CHILD PORNOGRAPHY AND COMPUTER CRIMES INVOLVING CHILDREN
April 2, 2017
Arizona and Federal law defines Child Pornography as material visually depicting a minor in a sexual manner. See A.R.S.§§13-3551 and 13-3553 and 18 U.S.C. §§ 2251 and 2252.
Under both jurisdictions even mere possession is a serious crime severely punished by mandatory prison sentences based on each image possessed. These sentences can easily exceed 20 years and often constitute life sentences. It makes no difference if the accused has no prior criminal record.
Law enforcement generally finds out about this crime through file sharing programs. Also it now appears that certain internet providers are informing law enforcement when known child pornography files are downloaded at a particular IP address.
Law enforcement generally proceeds by obtaining a search warrant for the IP address seeking to seize all computers and peripherals at the location. The execution of these warrants are deliberately timed to find people at the location who can be confronted and interviewed. In these interviews law enforcement officers will seek to (1) establish who uses particular computers; (2) what that person uses the computer for; and (3) is that person aware that child pornography is on the computer. This is critical information for the successful prosecution of these cases.

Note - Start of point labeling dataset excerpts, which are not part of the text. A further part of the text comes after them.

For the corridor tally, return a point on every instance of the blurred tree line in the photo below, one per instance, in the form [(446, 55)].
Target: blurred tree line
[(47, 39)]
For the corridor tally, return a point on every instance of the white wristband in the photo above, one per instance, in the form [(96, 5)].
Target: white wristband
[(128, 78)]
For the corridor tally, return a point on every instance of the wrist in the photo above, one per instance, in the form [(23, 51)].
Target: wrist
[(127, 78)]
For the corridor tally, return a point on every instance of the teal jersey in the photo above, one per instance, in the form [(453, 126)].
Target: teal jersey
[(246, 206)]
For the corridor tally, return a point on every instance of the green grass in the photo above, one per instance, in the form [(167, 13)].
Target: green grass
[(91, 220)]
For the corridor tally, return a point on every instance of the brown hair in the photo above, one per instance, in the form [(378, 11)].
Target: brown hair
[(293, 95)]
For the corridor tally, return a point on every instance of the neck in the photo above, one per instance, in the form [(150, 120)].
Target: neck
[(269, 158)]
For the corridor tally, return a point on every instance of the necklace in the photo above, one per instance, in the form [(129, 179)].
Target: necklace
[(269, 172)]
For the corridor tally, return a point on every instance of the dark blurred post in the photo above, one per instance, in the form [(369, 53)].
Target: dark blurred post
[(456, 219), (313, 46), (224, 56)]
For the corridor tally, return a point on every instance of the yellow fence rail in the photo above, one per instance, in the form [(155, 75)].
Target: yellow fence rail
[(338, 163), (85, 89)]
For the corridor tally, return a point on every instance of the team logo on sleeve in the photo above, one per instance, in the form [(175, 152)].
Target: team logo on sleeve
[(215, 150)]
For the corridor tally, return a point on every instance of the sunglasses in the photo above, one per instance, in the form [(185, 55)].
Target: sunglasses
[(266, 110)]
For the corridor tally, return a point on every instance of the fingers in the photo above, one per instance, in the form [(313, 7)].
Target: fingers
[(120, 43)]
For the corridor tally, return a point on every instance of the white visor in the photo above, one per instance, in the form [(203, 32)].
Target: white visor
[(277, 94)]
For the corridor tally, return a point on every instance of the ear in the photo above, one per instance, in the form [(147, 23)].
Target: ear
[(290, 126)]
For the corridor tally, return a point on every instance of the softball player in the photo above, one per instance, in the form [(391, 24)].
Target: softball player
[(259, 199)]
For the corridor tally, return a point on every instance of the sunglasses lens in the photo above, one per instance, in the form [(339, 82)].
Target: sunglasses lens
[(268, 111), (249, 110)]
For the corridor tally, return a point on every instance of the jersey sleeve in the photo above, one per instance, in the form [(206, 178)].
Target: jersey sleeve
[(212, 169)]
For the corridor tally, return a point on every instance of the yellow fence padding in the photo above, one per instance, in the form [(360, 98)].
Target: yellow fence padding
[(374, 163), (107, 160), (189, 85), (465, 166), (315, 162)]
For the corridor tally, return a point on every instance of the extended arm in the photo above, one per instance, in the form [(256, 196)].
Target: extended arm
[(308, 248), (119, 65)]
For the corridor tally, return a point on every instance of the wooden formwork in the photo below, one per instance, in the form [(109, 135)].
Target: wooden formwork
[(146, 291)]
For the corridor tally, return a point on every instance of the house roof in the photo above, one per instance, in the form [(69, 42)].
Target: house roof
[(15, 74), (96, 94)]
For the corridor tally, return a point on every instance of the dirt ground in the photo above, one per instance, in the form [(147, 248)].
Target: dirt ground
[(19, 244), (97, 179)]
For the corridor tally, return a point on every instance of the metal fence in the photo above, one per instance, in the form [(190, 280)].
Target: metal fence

Anyone confronted by officers with a search warrant such as this should fully cooperate in letting the officers search. BUT THEY SHOULD NOT TALK TO THESE OFFICERS WITHOUT AN ATTORNEY. YOU DO NOT HAVE TO TALK. DON'T DO IT. TALKING IS THE WORST THING YOU CAN DO.
Many, or even most, attorneys who represent client in the ChildPornography cases assume from the outset of the case that they will be urging the client to accept whatever plea offer the state or federal prosecution offers. They assume there are no defenses in these cases and base their fees on the assumption they will be pleading the case and not examining the evidence with an independent computer forensic team and challenging the prosecutor's evidence with motions. The Lougee Law Firm, before even considering a resolution of the case with a plea agreement, will demand to have their experts view the seized electronic evidence to determine whether the prosecutor can prove the accused purposefully accessed the proscribed images. The firm also has been filing motions challenging the legality of the grand jury search warrants being improperly used by the local police departments to obtain residence addresses from Internet service providers. These motions have not yet been decided by the Courts but provide a credible challenge to the state's case by seeking suppression of all of the evidence seized (including statements by the accused) during the execution of the search warrant.